Strafverfolgung anspruchsvoll

«Wir sind daran, das Strafmass für die Fälscher zu erhöhen», sagt Ruth Mosimann, Leiterin Kontrolle illegale Arzneimittel bei Swissmedic. Doch die Strafverfolgung sei anspruchsvoll, weil die Fälschungen hauptsächlich im Ausland hergestellt werden. In Europa gebe es zwar wirksame Abkommen zur Verfolgung der Täter. Die Zusammenarbeit mit einigen Hotspots der Medikamentenfälscher ausserhalb Europas sei aber schwierig.

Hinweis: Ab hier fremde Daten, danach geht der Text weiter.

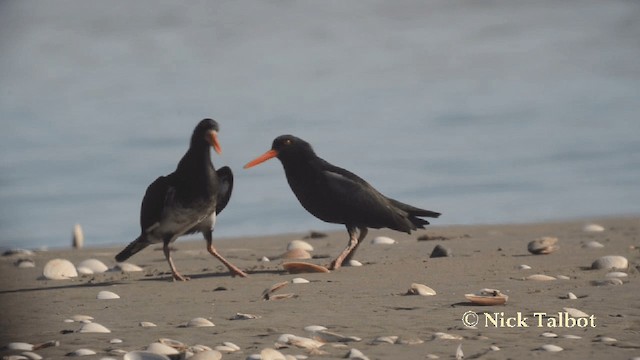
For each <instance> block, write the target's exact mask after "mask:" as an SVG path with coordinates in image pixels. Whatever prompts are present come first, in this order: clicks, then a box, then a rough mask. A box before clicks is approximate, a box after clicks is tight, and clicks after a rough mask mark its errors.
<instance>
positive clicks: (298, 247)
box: [287, 240, 313, 251]
mask: <svg viewBox="0 0 640 360" xmlns="http://www.w3.org/2000/svg"><path fill="white" fill-rule="evenodd" d="M292 249H301V250H304V251H313V246H311V244H309V243H308V242H306V241H304V240H292V241H291V242H290V243H289V244H288V245H287V250H292Z"/></svg>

Mosimann nennt keine Namen, doch ein Blick in die Statistiken zeigt: Weit oben sind Länder wie China, Irak, Mexiko oder afrikanische Staaten.

Die Firma MSD betreibt ihr forensisches Labor auch aus eigenem Interesse. «Sind viele gefälschte Produkte einer Firma auf dem Markt, leidet der Ruf», sagt Stéphanie Beer. «Die Patienten würden unseren Medikamenten nicht mehr vertrauen.» Sagt es und nimmt die nächste verdächtige Packung zur Hand – immer mit dem Ziel, den Fälschern das Handwerk zu legen.